6. The apparatus of claim 5, wherein the receiving portion
comprises: a power splitter operable to split the received optical
signal between the receiving portion and the remodulating portion;
and a demodulator operable to detect the first data signal from the
received optical signal.
7. The apparatus of claim 6, wherein the demodulator further
comprises a framing device operable to identify the second portion
of the received optical signal.
8. The apparatus of claim 7, wherein the modulating portion
comprises: a modulator operable to modulate the second portion of
the received optical signal with a second data signal based on the
identification of the second portion of the received optical signal
from the framing device.
9. The apparatus of claim 8, wherein the transmitting portion
comprises: an optical amplifier operable to amplify the second
optical signal.
10. An apparatus for communicating over a passive optical network
comprising: a beamsplitter operable to split a received optical
signal between a receiving portion and a modulating portion, the
received optical signal comprising a first portion modulated with a
first data signal and a second portion that is unmodulated; a
modulating portion operable to modulate the second portion of the
received optical signal with a second data signal to form a second
optical signal; and a photodetector operable to detect the first
data signal from the received optical signal.
11. The apparatus of claim 10, wherein the modulating portion
comprises a silicon optical amplifier reflective operable to
receive the second portion of the optical signal from the
beamsplitter, to modulate the second portion of the optical signal
with the second data signal to form the second optical signal, and
to reflect the second optical signal back to the beamsplitter.
Description
BACKGROUND OF THE INVENTION
[0001] 1. Field of the Invention
[0002] The present invention relates to an apparatus that
eliminates the laser in an Optical Network Unit (ONU) in a Wave
Division Multiplexed (WDM) Passive Optical Network (PON).
[0003] 2. Description of the Related Art
[0004] Optical networks have become a standard technology for the
transport of information in the telecommunications industry.
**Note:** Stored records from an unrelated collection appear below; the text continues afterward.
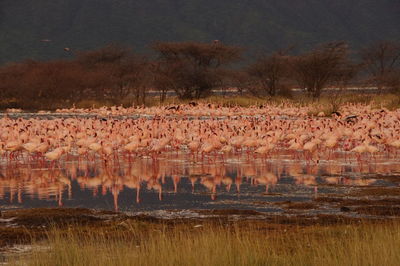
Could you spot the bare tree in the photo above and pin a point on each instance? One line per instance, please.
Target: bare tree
(382, 62)
(268, 73)
(193, 69)
(316, 69)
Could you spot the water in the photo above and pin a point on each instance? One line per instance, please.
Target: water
(177, 181)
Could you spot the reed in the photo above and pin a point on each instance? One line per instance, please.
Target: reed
(365, 244)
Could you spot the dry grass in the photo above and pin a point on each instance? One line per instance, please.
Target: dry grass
(220, 244)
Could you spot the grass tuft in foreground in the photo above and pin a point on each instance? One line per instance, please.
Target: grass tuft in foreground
(219, 244)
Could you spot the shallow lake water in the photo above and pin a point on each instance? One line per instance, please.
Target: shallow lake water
(179, 182)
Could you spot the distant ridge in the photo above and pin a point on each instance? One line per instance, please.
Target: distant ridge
(42, 29)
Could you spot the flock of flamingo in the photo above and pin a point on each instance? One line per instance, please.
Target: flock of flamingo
(206, 139)
(259, 131)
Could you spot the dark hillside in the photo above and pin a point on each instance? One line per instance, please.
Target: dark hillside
(256, 24)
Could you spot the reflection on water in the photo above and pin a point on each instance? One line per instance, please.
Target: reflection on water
(177, 181)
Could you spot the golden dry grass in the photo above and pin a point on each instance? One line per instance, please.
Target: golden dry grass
(220, 244)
A
number of different optical network standards have been defined,
with each having advantages and disadvantages for different uses.
Synchronous optical network (SONET) is one standard for optical
telecommunications transport. SONET is often used for long-haul,
metro level, and access transport applications.
[0005] Another standard for optical telecommunications transport is
passive optical networks (PONs). PONs are commonly used to address
the last mile of the communications infrastructure between the
service provider's central office, head end, or point of presence
(POP) and business or residential customer locations. Also known as
the access network or local loop, the last mile consists
predominantly, in residential areas, of copper telephone wires or
coaxial cable television (CATV) cables. In metropolitan areas,
where there is a high concentration of business customers, the
access network often includes high-capacity synchronous optical
network (SONET) rings, optical T3 lines, and copper-based T1s.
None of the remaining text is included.